The group also sent a letter and footage captured during in the investigation to Ivanka. Ivanka—who took a leave of absence but did not divest from the brand, so she could take an unpaid position at the White House—has not publicly commented, but brand president Abigail Klem told The Guardian: "Ivanka Trump HQ is committed to only working with licensees who maintain internationally recognized labor standards across their supply chains."

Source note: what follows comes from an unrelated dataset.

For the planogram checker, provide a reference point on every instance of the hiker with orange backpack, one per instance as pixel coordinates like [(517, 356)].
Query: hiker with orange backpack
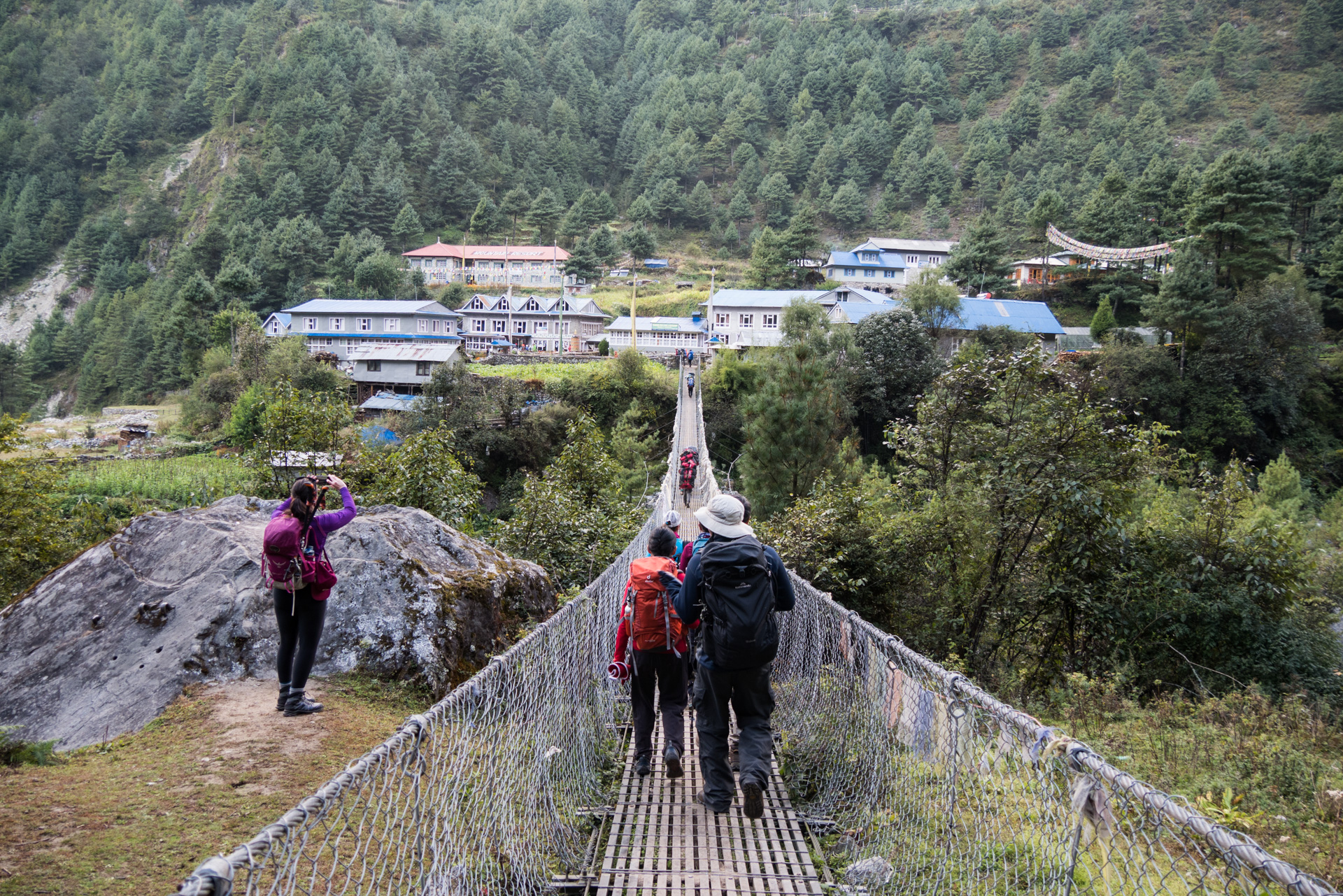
[(652, 650)]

The first daughter has encountered intense criticism beyond the alleged human rights abuses tied to her fashion line. She currently holds an expansive role as an adviser to her father, President Donald Trump, while her husband, Jared Kushner, also serves as a White House adviser. Since Trump took office in January, Ivanka has raised eyebrows and stirred ethics concerns on numerous occasions, including when she: dined beside Chinese President Xi Jinping; spoke on a panel in Berlin with female global business leaders; and, most recently, sat in for Donald at a G20 meeting.
Writing about the factory report and its ties to the Trump family, labor rights journalist Michelle Chen notes in The Nation:
So Huajian remains one of many hidden undersides of the Trump family empire. Though the allegations of labor abuse are endemic and not unique to Trump's brand, the President's name is indelibly linked to allegations of massive labor abuse, along with the violent suppression of advocates who are giving Western brands the wrong kind of publicity….
Meanwhile, the Trump administration has denounced China's human-rights record and showcased Ivanka as a champion of human and women's rights.